Uma amostra com falhas nem sempre significa que o fornecedor seja inadequado. Muitas amostras necessitam de uma ou duas revisões de engenharia. O essencial é saber se o fornecedor consegue explicar o problema, corrigi-lo, documentar a alteração e produzir uma amostra revista que cumpra os requisitos acordados.
O que enviar ao seu fornecedor antes de solicitar uma amostra
Para obter uma amostra útil, envie os modelos dos veículos-alvo, fotografias da posição de instalação, o tamanho máximo da bateria, a tensão e os Ah necessários, lista de cargas previstas, requisito de corrente de pico, marca e modelo do carregador CC-CC, requisito de entrada solar, tamanho do inversor (se utilizado), preferência de terminais, método de montagem, mercado-alvo, ficheiro do logótipo, requisitos de etiquetagem, requisitos de embalagem, requisitos de certificação e volume anual estimado.
Se pedires apenas «um bateria de lítio de 12 V de formato fino», a fábrica pode enviar uma amostra tecnicamente correta que não corresponda ao seu mercado real.
Conclusão
A bateria de lítio slimline A amostra OEM deve demonstrar mais do que apenas a capacidade. No caso das marcas 4×4, deve comprovar a compatibilidade mecânica, a estabilidade elétrica, a proteção do BMS, a compatibilidade com o carregador CC-CC, a clareza da cablagem, a facilidade de instalação, a disponibilidade da documentação, a resistência da embalagem e a repetibilidade da produção.
Antes de aprovar a produção em série, teste a amostra como parte de um sistema de alimentação 4×4 real, e não apenas como uma bateria num banco de ensaio. Confirme o espaço no veículo, o modelo do carregador, o perfil de carga, o esquema de fusíveis e cabos, o design da etiqueta e a embalagem antes de definir a amostra de referência.
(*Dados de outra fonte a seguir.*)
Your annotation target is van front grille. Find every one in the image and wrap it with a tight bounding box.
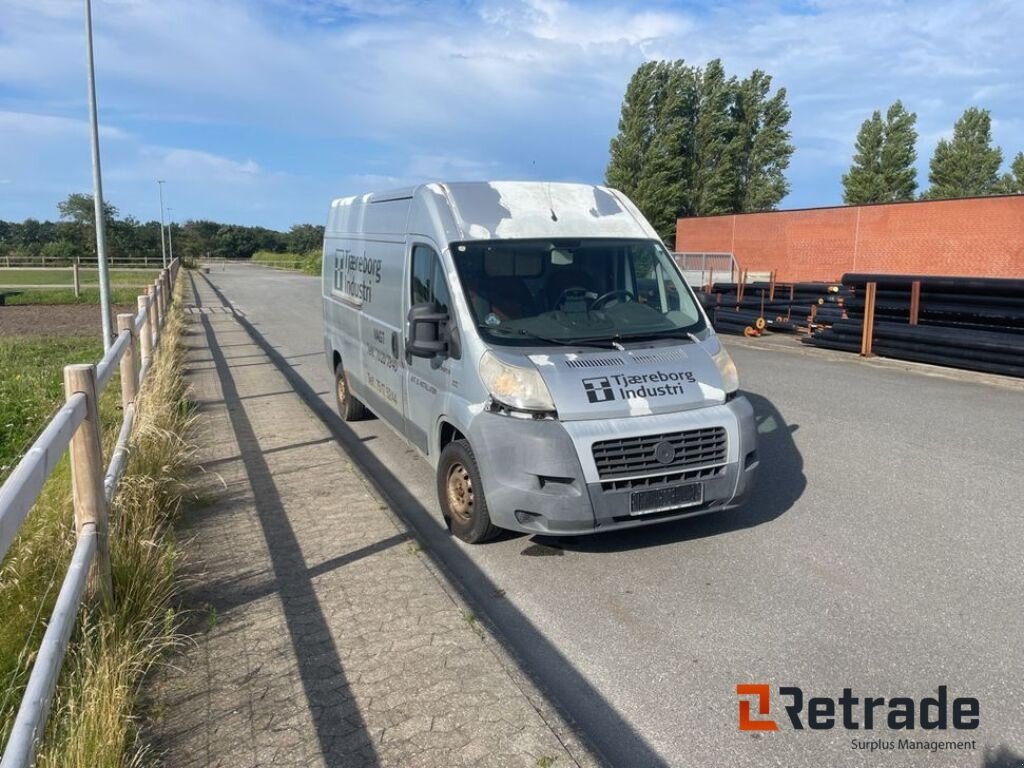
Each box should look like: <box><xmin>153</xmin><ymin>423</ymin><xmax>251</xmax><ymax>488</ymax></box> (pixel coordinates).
<box><xmin>592</xmin><ymin>427</ymin><xmax>726</xmax><ymax>481</ymax></box>
<box><xmin>601</xmin><ymin>466</ymin><xmax>725</xmax><ymax>490</ymax></box>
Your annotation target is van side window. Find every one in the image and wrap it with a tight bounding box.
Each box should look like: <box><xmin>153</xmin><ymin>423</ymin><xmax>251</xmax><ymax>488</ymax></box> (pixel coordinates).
<box><xmin>411</xmin><ymin>241</ymin><xmax>452</xmax><ymax>312</ymax></box>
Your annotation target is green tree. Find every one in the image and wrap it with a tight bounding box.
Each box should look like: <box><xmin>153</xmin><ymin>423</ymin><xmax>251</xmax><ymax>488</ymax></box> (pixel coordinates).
<box><xmin>57</xmin><ymin>193</ymin><xmax>118</xmax><ymax>256</ymax></box>
<box><xmin>882</xmin><ymin>100</ymin><xmax>918</xmax><ymax>202</ymax></box>
<box><xmin>605</xmin><ymin>59</ymin><xmax>793</xmax><ymax>241</ymax></box>
<box><xmin>40</xmin><ymin>240</ymin><xmax>78</xmax><ymax>266</ymax></box>
<box><xmin>286</xmin><ymin>224</ymin><xmax>324</xmax><ymax>253</ymax></box>
<box><xmin>998</xmin><ymin>152</ymin><xmax>1024</xmax><ymax>195</ymax></box>
<box><xmin>733</xmin><ymin>70</ymin><xmax>794</xmax><ymax>211</ymax></box>
<box><xmin>843</xmin><ymin>101</ymin><xmax>918</xmax><ymax>205</ymax></box>
<box><xmin>605</xmin><ymin>61</ymin><xmax>685</xmax><ymax>237</ymax></box>
<box><xmin>843</xmin><ymin>110</ymin><xmax>886</xmax><ymax>205</ymax></box>
<box><xmin>924</xmin><ymin>106</ymin><xmax>1002</xmax><ymax>200</ymax></box>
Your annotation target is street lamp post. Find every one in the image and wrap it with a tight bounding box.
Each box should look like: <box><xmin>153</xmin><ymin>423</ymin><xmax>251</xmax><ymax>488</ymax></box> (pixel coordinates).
<box><xmin>157</xmin><ymin>179</ymin><xmax>167</xmax><ymax>269</ymax></box>
<box><xmin>167</xmin><ymin>206</ymin><xmax>174</xmax><ymax>261</ymax></box>
<box><xmin>85</xmin><ymin>0</ymin><xmax>114</xmax><ymax>349</ymax></box>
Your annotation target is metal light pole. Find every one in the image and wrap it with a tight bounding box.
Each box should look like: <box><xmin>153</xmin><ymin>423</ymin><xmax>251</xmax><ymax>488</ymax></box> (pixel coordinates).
<box><xmin>157</xmin><ymin>179</ymin><xmax>167</xmax><ymax>269</ymax></box>
<box><xmin>85</xmin><ymin>0</ymin><xmax>114</xmax><ymax>349</ymax></box>
<box><xmin>167</xmin><ymin>206</ymin><xmax>174</xmax><ymax>261</ymax></box>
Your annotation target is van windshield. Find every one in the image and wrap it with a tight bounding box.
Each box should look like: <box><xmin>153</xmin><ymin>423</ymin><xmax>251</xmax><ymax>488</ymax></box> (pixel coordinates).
<box><xmin>452</xmin><ymin>239</ymin><xmax>705</xmax><ymax>346</ymax></box>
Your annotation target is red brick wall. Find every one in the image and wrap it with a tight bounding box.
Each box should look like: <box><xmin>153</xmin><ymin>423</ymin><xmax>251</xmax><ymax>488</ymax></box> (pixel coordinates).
<box><xmin>676</xmin><ymin>196</ymin><xmax>1024</xmax><ymax>281</ymax></box>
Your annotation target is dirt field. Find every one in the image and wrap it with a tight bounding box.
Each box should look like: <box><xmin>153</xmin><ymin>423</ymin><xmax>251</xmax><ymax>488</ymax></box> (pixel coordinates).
<box><xmin>0</xmin><ymin>304</ymin><xmax>137</xmax><ymax>337</ymax></box>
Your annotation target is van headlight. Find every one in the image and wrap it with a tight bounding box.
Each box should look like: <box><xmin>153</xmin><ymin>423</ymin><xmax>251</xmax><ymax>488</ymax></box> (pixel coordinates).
<box><xmin>479</xmin><ymin>351</ymin><xmax>555</xmax><ymax>412</ymax></box>
<box><xmin>711</xmin><ymin>339</ymin><xmax>739</xmax><ymax>395</ymax></box>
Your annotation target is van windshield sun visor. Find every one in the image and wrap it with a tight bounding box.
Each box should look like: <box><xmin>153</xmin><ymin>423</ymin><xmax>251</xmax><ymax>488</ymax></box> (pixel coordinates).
<box><xmin>451</xmin><ymin>238</ymin><xmax>705</xmax><ymax>346</ymax></box>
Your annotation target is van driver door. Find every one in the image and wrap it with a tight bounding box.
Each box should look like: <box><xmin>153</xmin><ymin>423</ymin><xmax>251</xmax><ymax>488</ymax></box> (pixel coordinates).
<box><xmin>404</xmin><ymin>242</ymin><xmax>452</xmax><ymax>454</ymax></box>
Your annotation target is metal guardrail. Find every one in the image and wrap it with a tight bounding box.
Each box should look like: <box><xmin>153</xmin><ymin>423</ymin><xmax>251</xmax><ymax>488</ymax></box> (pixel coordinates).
<box><xmin>0</xmin><ymin>259</ymin><xmax>180</xmax><ymax>768</ymax></box>
<box><xmin>672</xmin><ymin>252</ymin><xmax>739</xmax><ymax>288</ymax></box>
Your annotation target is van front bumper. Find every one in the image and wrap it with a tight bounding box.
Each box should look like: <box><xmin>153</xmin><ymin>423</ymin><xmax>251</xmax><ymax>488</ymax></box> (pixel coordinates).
<box><xmin>469</xmin><ymin>396</ymin><xmax>758</xmax><ymax>536</ymax></box>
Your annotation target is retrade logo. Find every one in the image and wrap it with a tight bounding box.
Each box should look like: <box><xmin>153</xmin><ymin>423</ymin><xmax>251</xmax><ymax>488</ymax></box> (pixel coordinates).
<box><xmin>736</xmin><ymin>683</ymin><xmax>981</xmax><ymax>731</ymax></box>
<box><xmin>583</xmin><ymin>376</ymin><xmax>615</xmax><ymax>402</ymax></box>
<box><xmin>736</xmin><ymin>683</ymin><xmax>778</xmax><ymax>731</ymax></box>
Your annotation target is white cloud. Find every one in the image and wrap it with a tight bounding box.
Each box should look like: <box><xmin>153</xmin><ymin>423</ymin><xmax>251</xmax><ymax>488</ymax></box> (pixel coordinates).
<box><xmin>0</xmin><ymin>111</ymin><xmax>131</xmax><ymax>140</ymax></box>
<box><xmin>0</xmin><ymin>0</ymin><xmax>1024</xmax><ymax>224</ymax></box>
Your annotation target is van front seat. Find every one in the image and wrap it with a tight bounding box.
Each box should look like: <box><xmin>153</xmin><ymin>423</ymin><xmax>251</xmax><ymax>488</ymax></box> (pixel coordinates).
<box><xmin>469</xmin><ymin>275</ymin><xmax>538</xmax><ymax>323</ymax></box>
<box><xmin>544</xmin><ymin>268</ymin><xmax>596</xmax><ymax>309</ymax></box>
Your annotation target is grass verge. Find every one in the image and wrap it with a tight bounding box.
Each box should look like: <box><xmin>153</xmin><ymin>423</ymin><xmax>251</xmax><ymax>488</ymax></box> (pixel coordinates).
<box><xmin>0</xmin><ymin>336</ymin><xmax>103</xmax><ymax>482</ymax></box>
<box><xmin>0</xmin><ymin>267</ymin><xmax>160</xmax><ymax>288</ymax></box>
<box><xmin>0</xmin><ymin>274</ymin><xmax>193</xmax><ymax>768</ymax></box>
<box><xmin>3</xmin><ymin>282</ymin><xmax>148</xmax><ymax>306</ymax></box>
<box><xmin>252</xmin><ymin>251</ymin><xmax>322</xmax><ymax>274</ymax></box>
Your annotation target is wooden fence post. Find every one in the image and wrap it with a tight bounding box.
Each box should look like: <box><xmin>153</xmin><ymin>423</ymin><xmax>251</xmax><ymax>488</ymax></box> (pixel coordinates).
<box><xmin>65</xmin><ymin>365</ymin><xmax>114</xmax><ymax>605</ymax></box>
<box><xmin>860</xmin><ymin>283</ymin><xmax>879</xmax><ymax>357</ymax></box>
<box><xmin>137</xmin><ymin>288</ymin><xmax>153</xmax><ymax>367</ymax></box>
<box><xmin>153</xmin><ymin>280</ymin><xmax>164</xmax><ymax>331</ymax></box>
<box><xmin>910</xmin><ymin>280</ymin><xmax>921</xmax><ymax>326</ymax></box>
<box><xmin>118</xmin><ymin>313</ymin><xmax>138</xmax><ymax>409</ymax></box>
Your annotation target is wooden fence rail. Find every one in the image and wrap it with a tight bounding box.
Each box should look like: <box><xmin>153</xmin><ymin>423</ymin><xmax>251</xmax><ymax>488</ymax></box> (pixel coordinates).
<box><xmin>0</xmin><ymin>260</ymin><xmax>180</xmax><ymax>768</ymax></box>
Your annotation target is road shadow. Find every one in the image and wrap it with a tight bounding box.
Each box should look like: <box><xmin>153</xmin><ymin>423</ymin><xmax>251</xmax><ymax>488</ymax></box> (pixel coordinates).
<box><xmin>202</xmin><ymin>275</ymin><xmax>668</xmax><ymax>768</ymax></box>
<box><xmin>199</xmin><ymin>314</ymin><xmax>380</xmax><ymax>768</ymax></box>
<box><xmin>548</xmin><ymin>392</ymin><xmax>807</xmax><ymax>553</ymax></box>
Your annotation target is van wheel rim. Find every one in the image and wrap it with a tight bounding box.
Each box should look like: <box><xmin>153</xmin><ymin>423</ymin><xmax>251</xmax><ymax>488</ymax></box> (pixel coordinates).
<box><xmin>446</xmin><ymin>464</ymin><xmax>473</xmax><ymax>521</ymax></box>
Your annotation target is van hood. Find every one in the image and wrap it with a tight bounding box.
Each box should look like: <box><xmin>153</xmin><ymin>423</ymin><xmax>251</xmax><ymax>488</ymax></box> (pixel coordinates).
<box><xmin>528</xmin><ymin>343</ymin><xmax>725</xmax><ymax>421</ymax></box>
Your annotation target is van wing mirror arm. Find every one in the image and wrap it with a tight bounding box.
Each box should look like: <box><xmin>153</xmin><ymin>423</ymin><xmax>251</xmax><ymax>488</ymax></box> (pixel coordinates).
<box><xmin>406</xmin><ymin>303</ymin><xmax>449</xmax><ymax>357</ymax></box>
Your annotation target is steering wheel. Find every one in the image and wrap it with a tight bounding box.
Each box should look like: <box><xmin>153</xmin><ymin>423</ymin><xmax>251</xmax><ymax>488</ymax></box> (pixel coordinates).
<box><xmin>554</xmin><ymin>286</ymin><xmax>594</xmax><ymax>309</ymax></box>
<box><xmin>590</xmin><ymin>288</ymin><xmax>637</xmax><ymax>309</ymax></box>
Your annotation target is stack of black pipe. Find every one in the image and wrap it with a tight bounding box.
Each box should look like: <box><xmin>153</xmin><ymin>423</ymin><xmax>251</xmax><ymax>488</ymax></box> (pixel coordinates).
<box><xmin>803</xmin><ymin>273</ymin><xmax>1024</xmax><ymax>377</ymax></box>
<box><xmin>700</xmin><ymin>282</ymin><xmax>849</xmax><ymax>333</ymax></box>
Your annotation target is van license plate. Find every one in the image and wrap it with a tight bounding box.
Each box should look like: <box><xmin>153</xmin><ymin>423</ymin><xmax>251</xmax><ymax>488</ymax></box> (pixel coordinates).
<box><xmin>630</xmin><ymin>482</ymin><xmax>703</xmax><ymax>515</ymax></box>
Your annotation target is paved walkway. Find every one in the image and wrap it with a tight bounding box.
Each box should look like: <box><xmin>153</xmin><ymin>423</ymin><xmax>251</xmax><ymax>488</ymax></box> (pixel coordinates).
<box><xmin>150</xmin><ymin>279</ymin><xmax>590</xmax><ymax>768</ymax></box>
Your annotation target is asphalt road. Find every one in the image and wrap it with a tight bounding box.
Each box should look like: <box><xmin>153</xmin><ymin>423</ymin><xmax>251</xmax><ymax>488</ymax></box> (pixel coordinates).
<box><xmin>192</xmin><ymin>266</ymin><xmax>1024</xmax><ymax>768</ymax></box>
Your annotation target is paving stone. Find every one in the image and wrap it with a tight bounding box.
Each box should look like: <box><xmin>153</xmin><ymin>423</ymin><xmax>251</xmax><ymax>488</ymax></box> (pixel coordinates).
<box><xmin>146</xmin><ymin>280</ymin><xmax>593</xmax><ymax>768</ymax></box>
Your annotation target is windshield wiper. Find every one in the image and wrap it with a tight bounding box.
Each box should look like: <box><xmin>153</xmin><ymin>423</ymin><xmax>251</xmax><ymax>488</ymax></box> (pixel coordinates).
<box><xmin>476</xmin><ymin>323</ymin><xmax>615</xmax><ymax>349</ymax></box>
<box><xmin>586</xmin><ymin>328</ymin><xmax>700</xmax><ymax>344</ymax></box>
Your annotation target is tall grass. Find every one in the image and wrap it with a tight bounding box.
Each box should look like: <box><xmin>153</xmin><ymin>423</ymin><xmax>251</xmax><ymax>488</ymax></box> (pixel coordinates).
<box><xmin>0</xmin><ymin>280</ymin><xmax>194</xmax><ymax>768</ymax></box>
<box><xmin>252</xmin><ymin>251</ymin><xmax>322</xmax><ymax>274</ymax></box>
<box><xmin>0</xmin><ymin>336</ymin><xmax>105</xmax><ymax>482</ymax></box>
<box><xmin>4</xmin><ymin>283</ymin><xmax>145</xmax><ymax>308</ymax></box>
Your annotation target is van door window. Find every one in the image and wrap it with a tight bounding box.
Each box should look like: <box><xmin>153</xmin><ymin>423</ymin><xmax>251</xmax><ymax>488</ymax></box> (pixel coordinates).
<box><xmin>411</xmin><ymin>246</ymin><xmax>452</xmax><ymax>312</ymax></box>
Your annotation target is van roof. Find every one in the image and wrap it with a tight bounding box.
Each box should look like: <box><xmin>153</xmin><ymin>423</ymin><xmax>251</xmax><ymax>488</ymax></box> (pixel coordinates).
<box><xmin>331</xmin><ymin>181</ymin><xmax>657</xmax><ymax>240</ymax></box>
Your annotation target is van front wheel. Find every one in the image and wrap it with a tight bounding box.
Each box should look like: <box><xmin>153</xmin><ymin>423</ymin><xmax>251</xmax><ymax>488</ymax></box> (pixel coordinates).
<box><xmin>334</xmin><ymin>360</ymin><xmax>367</xmax><ymax>421</ymax></box>
<box><xmin>437</xmin><ymin>440</ymin><xmax>501</xmax><ymax>544</ymax></box>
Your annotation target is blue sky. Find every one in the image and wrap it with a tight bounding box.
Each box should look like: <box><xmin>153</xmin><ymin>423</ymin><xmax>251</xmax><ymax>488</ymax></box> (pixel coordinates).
<box><xmin>0</xmin><ymin>0</ymin><xmax>1024</xmax><ymax>228</ymax></box>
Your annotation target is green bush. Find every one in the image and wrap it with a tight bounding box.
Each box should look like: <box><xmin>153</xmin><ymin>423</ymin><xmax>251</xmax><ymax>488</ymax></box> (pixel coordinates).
<box><xmin>252</xmin><ymin>250</ymin><xmax>321</xmax><ymax>274</ymax></box>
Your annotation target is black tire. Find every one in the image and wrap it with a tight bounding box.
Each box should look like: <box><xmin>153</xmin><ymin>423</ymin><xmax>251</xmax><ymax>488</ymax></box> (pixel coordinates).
<box><xmin>334</xmin><ymin>360</ymin><xmax>369</xmax><ymax>421</ymax></box>
<box><xmin>437</xmin><ymin>440</ymin><xmax>501</xmax><ymax>544</ymax></box>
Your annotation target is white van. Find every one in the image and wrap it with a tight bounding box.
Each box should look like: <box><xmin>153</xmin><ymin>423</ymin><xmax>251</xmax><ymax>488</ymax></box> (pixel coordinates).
<box><xmin>323</xmin><ymin>181</ymin><xmax>758</xmax><ymax>543</ymax></box>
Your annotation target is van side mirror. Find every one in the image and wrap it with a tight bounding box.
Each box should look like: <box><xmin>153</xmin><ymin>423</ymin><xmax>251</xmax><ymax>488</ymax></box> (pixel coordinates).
<box><xmin>406</xmin><ymin>302</ymin><xmax>449</xmax><ymax>357</ymax></box>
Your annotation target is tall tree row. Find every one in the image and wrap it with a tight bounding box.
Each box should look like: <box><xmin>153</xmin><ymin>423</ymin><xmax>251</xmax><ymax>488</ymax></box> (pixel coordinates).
<box><xmin>925</xmin><ymin>106</ymin><xmax>1002</xmax><ymax>199</ymax></box>
<box><xmin>0</xmin><ymin>193</ymin><xmax>324</xmax><ymax>263</ymax></box>
<box><xmin>843</xmin><ymin>101</ymin><xmax>1024</xmax><ymax>205</ymax></box>
<box><xmin>843</xmin><ymin>101</ymin><xmax>918</xmax><ymax>205</ymax></box>
<box><xmin>605</xmin><ymin>59</ymin><xmax>793</xmax><ymax>240</ymax></box>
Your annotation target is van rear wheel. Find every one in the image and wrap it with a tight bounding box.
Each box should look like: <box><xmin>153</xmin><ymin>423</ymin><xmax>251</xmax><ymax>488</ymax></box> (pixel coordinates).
<box><xmin>334</xmin><ymin>360</ymin><xmax>367</xmax><ymax>421</ymax></box>
<box><xmin>437</xmin><ymin>440</ymin><xmax>501</xmax><ymax>544</ymax></box>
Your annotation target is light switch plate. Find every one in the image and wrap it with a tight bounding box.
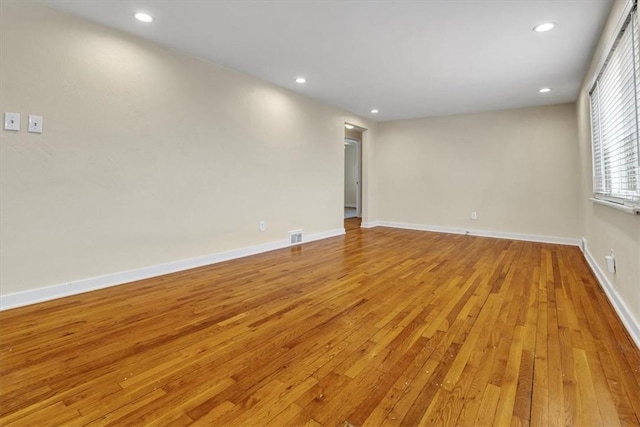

Se estiver a desenvolver um bateria de lítio fina de marca própria Para aplicações em veículos 4×4, pick-ups, com capota, de expedição, de turismo ou de trabalho, envie-nos as dimensões do espaço destinado à bateria, o modelo do carregador, o perfil de carga, a posição de instalação, os requisitos de marca e o volume de encomendas previsto. Contactar-nos Podemos ajudá-lo a analisar os pontos de teste da amostra antes do início da produção OEM.
FAQ
O que é que uma marca de veículos 4×4 deve testar em primeiro lugar numa amostra OEM de uma bateria de lítio de perfil fino?
Comece por analisar a documentação, as dimensões reais, a disposição dos terminais, a tensão à entrada, a capacidade, a proteção do BMS, a compatibilidade com o carregador CC-CC, os requisitos relativos aos fusíveis e a adequação à instalação.
Será que basta um teste de capacidade antes de aprovar a produção em série?
Não. A capacidade apenas demonstra uma parte do desempenho da bateria. Uma amostra OEM de 4×4 também tem de passar nos controlos de montagem, recuperação do BMS, compatibilidade com o carregador, proteção contra carregamento a baixas temperaturas, rotulagem, embalagem e documentação.
Devo testar a amostra com o meu carregador CC-CC?
Sim. Utilize os modelos de carregadores que os seus clientes e instaladores costumam utilizar. Muitos problemas no terreno devem-se à incompatibilidade do perfil do carregador, a falhas no despertar com baixo nível de carga (SOC), a quedas de tensão, à seleção de fusíveis ou a problemas de ligação à terra.